Writing a custom markup format
16 May 2025
Introduction
When writing the backend for this very blog, I wanted to be able to write articles in a simple markup format similar to other blogging sites.
Why no Markdown?
There are a few reasons on why I opted to choose my own custom solution instead of choosing Markdown. A few reasons are:
- No existing suitable Markdown library
- Does not encompass every feature I want
- Ambiguous syntax
- It seemed fun!
No existing suitable Markdown library
My HTTP Server is written in Jai, so my backend is too. Currently there is no existing Markdown library for Jai.
I wanted this blog to be server-side rendered, and I didn't want to have the Markdown parser in a separate process.

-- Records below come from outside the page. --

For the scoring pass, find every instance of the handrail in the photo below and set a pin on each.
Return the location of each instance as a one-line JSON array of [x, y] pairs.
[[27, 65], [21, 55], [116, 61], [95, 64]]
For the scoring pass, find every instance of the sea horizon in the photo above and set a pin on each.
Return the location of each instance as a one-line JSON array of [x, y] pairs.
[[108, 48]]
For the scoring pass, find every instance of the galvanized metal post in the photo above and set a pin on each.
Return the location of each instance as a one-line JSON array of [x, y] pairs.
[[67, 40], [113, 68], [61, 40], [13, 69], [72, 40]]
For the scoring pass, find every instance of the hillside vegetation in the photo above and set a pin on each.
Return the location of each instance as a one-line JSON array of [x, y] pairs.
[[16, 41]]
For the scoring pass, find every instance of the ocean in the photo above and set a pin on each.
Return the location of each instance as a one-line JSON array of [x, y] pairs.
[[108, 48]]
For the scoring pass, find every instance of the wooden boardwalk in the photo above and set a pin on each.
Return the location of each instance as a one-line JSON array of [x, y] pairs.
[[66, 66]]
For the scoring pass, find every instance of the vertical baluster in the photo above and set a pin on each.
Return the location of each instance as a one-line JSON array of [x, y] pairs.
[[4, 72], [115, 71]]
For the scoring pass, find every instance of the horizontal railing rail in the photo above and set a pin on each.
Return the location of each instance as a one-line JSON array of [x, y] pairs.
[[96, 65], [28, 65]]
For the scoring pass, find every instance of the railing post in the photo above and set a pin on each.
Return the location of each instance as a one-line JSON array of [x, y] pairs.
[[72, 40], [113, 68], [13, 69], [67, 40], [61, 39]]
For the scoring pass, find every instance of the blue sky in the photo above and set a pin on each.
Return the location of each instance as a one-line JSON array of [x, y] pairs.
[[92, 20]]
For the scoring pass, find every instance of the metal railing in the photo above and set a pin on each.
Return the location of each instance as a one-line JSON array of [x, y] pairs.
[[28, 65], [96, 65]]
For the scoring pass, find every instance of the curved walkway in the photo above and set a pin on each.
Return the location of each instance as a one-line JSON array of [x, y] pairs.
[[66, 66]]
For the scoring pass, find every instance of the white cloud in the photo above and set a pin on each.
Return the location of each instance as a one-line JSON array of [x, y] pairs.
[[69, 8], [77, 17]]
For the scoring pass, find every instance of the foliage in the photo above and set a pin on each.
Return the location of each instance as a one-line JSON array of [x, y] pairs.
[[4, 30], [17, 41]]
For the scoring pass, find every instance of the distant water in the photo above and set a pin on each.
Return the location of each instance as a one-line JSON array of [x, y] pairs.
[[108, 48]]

Does not encompass every feature I want
Markdown almost supports every feature I want. The big one that I wanted on top of that was videos. I did not want to support inline HTML, and I also didn't really want to create yet another Markdown flavour.
Ambiguous syntax
I briefly looked into writing my own Markdown parser in Jai. While it definitely seems doable, some of the ambiguous syntax makes it very annoying to parse.
Some annoyances are:
- Multiple header syntax
-
_and*are both for bold and italic - Whitespace dependencies (line breaks, lists, etc)
If I was going to write a parser anyway, I'd want it to be as simple as possible.
It seemed fun!
It just seemed more fun to homebrew a format that I would have control over instead of trying to fit something to a spec. Sometimes fun is enough reason in and of itself.
The .art format
The format I ended up making is just referred to as .art, not because it is a piece of art, it's simply short for Article.
The format is similar to Markdown in many ways, but crucially, you should be able to tell what kind of node corresponds to a line of input by just the first 2 characters.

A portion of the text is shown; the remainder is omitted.